En annonçant la possibilité de négocier largement le temps de travail dans les entreprises, Xavier Bertrand a suscité la
protestation généralisée des confédérations qui dénoncent une "provocation" et appellent de leur voeux une "riposte" commune.
Si tous les syndicats sont sur la même ligne pour défendre les 35 heures, cette annonce a toutefois semé la zizanie entre les confédérations puisque que le
gouvernement s’est appuyé dans sa démarche sur un article de la "position commune" portant sur la représentativité, signée en avril par le CGT, la CFDT, le MEDEF et la CGPME.

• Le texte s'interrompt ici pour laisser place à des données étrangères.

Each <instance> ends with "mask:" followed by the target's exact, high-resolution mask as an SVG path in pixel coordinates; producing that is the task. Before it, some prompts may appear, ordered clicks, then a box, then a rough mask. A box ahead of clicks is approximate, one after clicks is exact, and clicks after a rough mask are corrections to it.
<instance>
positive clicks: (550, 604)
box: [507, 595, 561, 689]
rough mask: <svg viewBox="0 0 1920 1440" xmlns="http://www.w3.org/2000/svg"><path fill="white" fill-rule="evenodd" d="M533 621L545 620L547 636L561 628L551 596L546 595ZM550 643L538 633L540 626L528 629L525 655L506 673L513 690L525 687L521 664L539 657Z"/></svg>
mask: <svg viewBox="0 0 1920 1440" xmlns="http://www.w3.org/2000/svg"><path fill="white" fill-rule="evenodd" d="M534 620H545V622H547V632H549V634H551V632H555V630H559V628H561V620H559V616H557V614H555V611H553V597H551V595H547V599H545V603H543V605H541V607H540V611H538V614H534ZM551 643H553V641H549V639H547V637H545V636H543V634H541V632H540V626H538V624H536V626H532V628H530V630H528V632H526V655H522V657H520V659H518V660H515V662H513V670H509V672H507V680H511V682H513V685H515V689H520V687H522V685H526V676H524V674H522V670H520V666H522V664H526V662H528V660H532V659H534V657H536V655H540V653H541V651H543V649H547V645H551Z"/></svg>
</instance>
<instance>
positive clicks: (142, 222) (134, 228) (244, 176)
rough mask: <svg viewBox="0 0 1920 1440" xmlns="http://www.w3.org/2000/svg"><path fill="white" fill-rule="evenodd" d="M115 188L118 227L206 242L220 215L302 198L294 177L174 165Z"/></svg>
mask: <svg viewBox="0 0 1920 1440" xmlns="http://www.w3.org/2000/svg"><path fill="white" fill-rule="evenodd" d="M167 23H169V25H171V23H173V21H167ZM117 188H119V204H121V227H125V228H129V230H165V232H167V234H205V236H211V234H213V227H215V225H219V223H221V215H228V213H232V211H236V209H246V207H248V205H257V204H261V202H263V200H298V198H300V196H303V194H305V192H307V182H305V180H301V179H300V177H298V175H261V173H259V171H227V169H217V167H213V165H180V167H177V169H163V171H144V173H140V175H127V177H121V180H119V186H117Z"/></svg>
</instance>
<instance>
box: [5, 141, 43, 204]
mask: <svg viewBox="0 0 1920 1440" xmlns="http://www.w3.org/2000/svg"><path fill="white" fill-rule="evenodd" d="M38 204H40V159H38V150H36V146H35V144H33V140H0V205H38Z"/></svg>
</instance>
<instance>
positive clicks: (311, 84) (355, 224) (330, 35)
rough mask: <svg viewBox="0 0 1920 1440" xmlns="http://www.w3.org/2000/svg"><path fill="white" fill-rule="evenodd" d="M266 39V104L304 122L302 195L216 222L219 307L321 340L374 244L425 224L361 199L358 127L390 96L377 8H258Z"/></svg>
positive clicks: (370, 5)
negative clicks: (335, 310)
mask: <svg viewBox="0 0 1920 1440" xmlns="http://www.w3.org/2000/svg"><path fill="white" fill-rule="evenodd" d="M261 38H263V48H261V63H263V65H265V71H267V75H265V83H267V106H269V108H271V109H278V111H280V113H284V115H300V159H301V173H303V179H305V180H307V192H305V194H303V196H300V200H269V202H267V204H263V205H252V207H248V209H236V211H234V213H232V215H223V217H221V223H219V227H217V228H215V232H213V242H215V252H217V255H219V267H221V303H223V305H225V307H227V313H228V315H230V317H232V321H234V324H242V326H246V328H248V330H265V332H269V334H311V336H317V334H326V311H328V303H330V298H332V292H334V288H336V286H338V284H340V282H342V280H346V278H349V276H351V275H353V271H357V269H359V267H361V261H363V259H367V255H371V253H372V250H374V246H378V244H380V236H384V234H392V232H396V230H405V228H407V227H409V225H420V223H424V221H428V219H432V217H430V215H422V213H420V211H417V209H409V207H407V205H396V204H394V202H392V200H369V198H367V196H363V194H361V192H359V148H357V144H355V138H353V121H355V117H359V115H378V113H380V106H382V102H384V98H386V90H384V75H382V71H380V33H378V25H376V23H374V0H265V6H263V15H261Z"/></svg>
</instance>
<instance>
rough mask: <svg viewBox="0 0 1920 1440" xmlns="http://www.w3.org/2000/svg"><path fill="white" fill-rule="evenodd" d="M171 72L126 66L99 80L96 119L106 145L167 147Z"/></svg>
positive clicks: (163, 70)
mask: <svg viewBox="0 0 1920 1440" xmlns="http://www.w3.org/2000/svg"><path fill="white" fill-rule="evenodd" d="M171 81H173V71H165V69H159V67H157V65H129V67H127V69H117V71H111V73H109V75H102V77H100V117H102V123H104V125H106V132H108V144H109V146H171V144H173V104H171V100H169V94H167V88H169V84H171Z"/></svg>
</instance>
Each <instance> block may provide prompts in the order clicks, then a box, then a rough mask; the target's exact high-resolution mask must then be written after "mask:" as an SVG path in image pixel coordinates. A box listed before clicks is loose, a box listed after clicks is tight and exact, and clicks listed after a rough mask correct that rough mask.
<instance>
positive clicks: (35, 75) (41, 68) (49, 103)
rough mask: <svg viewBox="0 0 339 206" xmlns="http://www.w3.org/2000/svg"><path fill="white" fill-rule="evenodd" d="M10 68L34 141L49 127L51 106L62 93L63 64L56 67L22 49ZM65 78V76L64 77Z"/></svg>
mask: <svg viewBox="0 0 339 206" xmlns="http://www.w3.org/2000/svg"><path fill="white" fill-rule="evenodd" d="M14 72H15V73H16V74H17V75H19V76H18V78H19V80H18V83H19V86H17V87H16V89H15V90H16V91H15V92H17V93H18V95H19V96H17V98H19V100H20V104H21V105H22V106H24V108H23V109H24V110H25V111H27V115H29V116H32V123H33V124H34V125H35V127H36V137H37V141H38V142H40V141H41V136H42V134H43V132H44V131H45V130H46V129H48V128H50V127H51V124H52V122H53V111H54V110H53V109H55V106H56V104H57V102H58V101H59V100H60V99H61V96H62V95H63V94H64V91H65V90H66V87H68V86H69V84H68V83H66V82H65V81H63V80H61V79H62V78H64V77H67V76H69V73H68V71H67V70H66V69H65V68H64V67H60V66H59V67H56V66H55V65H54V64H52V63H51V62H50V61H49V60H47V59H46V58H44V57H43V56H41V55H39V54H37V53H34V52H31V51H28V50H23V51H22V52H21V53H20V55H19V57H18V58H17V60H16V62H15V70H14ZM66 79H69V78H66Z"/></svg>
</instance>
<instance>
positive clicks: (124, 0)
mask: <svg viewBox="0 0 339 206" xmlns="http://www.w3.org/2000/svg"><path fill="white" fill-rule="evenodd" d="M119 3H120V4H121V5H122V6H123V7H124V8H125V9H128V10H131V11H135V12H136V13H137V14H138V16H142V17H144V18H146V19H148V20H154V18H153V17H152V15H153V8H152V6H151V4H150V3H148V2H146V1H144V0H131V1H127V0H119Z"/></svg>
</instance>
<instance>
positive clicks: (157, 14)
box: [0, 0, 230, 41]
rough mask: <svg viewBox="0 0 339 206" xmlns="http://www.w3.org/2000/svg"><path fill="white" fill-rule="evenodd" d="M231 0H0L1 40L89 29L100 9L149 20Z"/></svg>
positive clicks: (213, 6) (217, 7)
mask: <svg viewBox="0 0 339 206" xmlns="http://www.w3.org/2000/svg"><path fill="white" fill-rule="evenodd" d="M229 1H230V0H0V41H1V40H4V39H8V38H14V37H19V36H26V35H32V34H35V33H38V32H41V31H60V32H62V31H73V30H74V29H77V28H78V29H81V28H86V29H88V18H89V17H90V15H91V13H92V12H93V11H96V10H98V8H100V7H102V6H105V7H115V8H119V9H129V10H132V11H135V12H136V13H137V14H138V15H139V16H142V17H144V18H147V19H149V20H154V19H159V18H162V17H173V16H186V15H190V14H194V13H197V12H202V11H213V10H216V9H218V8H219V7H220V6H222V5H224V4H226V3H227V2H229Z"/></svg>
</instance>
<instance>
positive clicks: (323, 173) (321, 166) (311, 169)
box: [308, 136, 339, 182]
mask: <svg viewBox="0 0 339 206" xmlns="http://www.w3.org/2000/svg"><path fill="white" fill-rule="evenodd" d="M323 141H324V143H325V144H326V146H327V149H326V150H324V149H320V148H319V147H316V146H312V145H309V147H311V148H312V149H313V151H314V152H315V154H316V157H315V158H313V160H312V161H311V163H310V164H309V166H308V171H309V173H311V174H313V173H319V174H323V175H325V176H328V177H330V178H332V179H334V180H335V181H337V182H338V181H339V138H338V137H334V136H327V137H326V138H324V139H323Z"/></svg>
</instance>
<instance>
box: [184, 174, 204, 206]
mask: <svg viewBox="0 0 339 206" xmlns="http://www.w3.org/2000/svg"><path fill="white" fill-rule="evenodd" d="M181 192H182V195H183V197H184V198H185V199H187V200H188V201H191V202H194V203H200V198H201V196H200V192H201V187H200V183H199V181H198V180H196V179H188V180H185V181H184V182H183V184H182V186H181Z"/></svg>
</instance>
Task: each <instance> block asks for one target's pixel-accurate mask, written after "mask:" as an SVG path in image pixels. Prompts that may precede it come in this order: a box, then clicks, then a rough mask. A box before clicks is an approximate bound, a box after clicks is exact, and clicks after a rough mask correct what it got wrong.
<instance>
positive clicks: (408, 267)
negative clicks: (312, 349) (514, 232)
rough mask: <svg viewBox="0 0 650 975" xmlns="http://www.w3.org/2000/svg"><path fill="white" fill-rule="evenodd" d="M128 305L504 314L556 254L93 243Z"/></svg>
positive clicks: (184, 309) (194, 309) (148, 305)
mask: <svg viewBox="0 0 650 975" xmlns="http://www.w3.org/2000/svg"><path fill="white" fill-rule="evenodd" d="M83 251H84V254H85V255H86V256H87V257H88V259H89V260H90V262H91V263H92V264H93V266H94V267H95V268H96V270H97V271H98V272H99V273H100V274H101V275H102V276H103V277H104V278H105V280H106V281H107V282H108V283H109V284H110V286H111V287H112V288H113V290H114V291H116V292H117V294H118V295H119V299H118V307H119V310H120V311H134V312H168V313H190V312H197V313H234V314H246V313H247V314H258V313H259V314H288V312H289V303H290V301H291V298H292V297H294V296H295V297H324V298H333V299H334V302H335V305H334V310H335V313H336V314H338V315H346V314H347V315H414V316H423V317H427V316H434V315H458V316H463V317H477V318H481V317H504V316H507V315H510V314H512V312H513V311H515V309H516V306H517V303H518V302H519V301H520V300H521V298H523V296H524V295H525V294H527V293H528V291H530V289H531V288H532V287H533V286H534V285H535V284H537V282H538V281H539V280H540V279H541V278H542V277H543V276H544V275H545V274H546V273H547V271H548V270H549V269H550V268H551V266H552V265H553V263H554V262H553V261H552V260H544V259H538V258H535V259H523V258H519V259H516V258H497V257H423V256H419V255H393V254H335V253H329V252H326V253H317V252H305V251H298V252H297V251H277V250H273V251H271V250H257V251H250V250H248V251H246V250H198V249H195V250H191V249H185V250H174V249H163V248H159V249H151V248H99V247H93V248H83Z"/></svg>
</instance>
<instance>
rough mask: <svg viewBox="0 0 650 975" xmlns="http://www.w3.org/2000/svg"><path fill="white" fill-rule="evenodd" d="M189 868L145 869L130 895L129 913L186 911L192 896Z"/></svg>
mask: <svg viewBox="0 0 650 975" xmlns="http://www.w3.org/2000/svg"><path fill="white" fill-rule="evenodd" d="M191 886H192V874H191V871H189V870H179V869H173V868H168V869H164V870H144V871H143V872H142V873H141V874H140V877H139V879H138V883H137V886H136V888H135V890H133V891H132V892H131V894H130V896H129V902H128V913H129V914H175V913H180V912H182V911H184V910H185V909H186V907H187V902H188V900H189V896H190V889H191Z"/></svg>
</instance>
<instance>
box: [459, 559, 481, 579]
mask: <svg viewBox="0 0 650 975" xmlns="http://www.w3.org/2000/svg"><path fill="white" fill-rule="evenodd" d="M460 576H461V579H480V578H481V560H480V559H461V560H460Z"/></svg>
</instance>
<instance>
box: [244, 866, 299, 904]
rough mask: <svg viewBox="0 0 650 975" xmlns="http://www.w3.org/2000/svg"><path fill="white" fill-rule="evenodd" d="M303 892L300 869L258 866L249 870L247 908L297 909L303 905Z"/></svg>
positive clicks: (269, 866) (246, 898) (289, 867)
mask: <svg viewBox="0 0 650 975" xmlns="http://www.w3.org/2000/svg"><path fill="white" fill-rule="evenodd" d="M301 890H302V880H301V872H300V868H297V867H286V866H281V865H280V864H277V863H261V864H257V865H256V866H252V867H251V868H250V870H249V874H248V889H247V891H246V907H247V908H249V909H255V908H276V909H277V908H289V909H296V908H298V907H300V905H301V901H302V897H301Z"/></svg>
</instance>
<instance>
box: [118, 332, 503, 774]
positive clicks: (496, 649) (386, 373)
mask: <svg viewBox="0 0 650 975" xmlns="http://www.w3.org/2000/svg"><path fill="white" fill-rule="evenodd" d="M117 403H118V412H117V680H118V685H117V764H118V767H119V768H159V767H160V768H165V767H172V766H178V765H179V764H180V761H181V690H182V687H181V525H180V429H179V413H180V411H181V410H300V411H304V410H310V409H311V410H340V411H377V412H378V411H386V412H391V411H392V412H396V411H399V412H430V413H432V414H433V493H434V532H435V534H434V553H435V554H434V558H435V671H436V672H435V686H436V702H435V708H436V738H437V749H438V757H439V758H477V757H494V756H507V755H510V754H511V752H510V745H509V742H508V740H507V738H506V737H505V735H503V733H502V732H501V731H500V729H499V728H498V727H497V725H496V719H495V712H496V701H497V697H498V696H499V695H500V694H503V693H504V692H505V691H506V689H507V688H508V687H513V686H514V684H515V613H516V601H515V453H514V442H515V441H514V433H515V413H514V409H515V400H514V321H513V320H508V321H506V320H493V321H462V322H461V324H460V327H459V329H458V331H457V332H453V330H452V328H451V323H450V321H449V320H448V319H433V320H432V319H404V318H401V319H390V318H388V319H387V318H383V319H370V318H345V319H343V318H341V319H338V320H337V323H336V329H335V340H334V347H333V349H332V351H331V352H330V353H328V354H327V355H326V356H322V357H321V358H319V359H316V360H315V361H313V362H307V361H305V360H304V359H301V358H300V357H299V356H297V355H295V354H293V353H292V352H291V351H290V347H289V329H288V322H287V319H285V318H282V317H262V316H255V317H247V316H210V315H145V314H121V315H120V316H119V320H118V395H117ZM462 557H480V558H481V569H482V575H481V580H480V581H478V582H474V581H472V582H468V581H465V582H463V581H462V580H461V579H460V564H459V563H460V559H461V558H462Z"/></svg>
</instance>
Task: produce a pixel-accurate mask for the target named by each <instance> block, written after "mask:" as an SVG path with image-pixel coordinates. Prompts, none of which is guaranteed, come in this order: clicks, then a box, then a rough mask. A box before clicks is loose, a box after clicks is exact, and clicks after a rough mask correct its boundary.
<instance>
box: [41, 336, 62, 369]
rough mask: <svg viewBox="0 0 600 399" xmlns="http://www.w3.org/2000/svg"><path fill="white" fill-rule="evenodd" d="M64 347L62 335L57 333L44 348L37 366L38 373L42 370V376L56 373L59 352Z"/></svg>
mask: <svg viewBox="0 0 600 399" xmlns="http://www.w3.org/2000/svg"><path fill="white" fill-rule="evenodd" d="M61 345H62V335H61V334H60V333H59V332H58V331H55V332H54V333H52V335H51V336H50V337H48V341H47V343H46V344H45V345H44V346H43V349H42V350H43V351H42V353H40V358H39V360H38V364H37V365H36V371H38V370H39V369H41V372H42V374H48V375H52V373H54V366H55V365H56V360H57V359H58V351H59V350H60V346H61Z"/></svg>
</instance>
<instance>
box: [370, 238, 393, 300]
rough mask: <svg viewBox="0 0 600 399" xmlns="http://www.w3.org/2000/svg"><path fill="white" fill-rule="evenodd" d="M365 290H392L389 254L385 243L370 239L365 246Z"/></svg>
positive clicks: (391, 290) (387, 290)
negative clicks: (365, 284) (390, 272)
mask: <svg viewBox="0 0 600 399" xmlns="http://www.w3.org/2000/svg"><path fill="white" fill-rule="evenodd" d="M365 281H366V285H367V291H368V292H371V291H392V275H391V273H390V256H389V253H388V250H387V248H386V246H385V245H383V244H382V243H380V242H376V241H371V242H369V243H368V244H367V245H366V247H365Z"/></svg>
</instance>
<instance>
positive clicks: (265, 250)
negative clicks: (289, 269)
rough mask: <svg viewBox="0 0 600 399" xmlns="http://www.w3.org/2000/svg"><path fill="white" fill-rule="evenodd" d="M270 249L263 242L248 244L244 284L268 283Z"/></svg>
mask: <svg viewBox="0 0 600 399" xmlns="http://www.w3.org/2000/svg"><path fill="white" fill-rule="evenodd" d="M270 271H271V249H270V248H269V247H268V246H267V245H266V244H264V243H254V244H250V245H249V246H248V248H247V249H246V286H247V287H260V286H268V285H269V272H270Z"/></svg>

Résultat, la CFTC a annoncé jeudi qu’elle ne se rendrait pas à l’intersyndicale prévue le soir même, dénonçant une "mascarade" et exigeant de la CFDT et de
la CGT qu’elles retirent leurs signatures. Le secrétaire général de FO Jean-Claude Mailly a fait la même demande, sans pour autant annoncer un boycott de la réunion.
Cette dernière s’est achevée sur un appel de la CGT et de la CFDT à une journée nationale de mobilisation, le 17 juin prochain, pour la défense des
retraites et contre le projet du gouvernement sur le temps de travail. La CGC et FO ont indiqué pour leur part qu’elles consulteraient leurs instances "dans les prochains jours" avant de donner
une réponse. Jean-Louis Malys (CFDT) a tenu à préciser que "ces mouvements ne gêneront pas les personnes qui seront en examen à l’Education nationale", en référence notamment au
baccalauréat.
Le gouvernement a déclenché la colère des syndicats en présentant mercredi un avant-projet de loi sur la démocratie sociale qui permet de renégocier le
temps de travail au sein des entreprises au-delà de la simple question des heures supplémentaires.
Le gouvernement s’est appuyé dans sa démarche sur un article de la position commune négociée en avril entre les partenaires sociaux, portant sur la
représentativité et le temps de travail, mais permettant de négocier uniquement "à titre expérimental" sur les heures supplémentaires. Or, l’avant-projet de loi permettra également de négocier
dans les entreprises l’aménagement du temps de travail sur tout ou partie de l’année, notamment les forfaits en jours ou en heures.
"Notre logique est de dire : ’Les 35 heures conviennent dans certaines entreprises ? Vous pouvez y rester. Les 35 heures vous bloquent dans
d’autres ? Vous pourrez aller plus loin avec des règles négociées", a expliqué le ministre du Travail Xavier Bertrand lors d’un petit déjeuner de presse, jeudi à Paris.
Quant à la colère des syndicats, M. Bertrand a rétorqué que le gouvernement "est dans la cohérence de ce (qu’il) a dit il y a plus d’un
an".
"Il y a eu une saisine du Premier ministre en décembre à laquelle les partenaires sociaux n’ont pas souhaité répondre concernant cette question du temps de
travail car il n’y a pas de consensus entre eux. Pour notre part, nous avions indiqué clairement que sur le temps de travail, nous irions plus loin", a précisé le ministre. Pour lui, "il y a le
temps de la démocratie sociale mais aussi le temps de la responsabilité politique".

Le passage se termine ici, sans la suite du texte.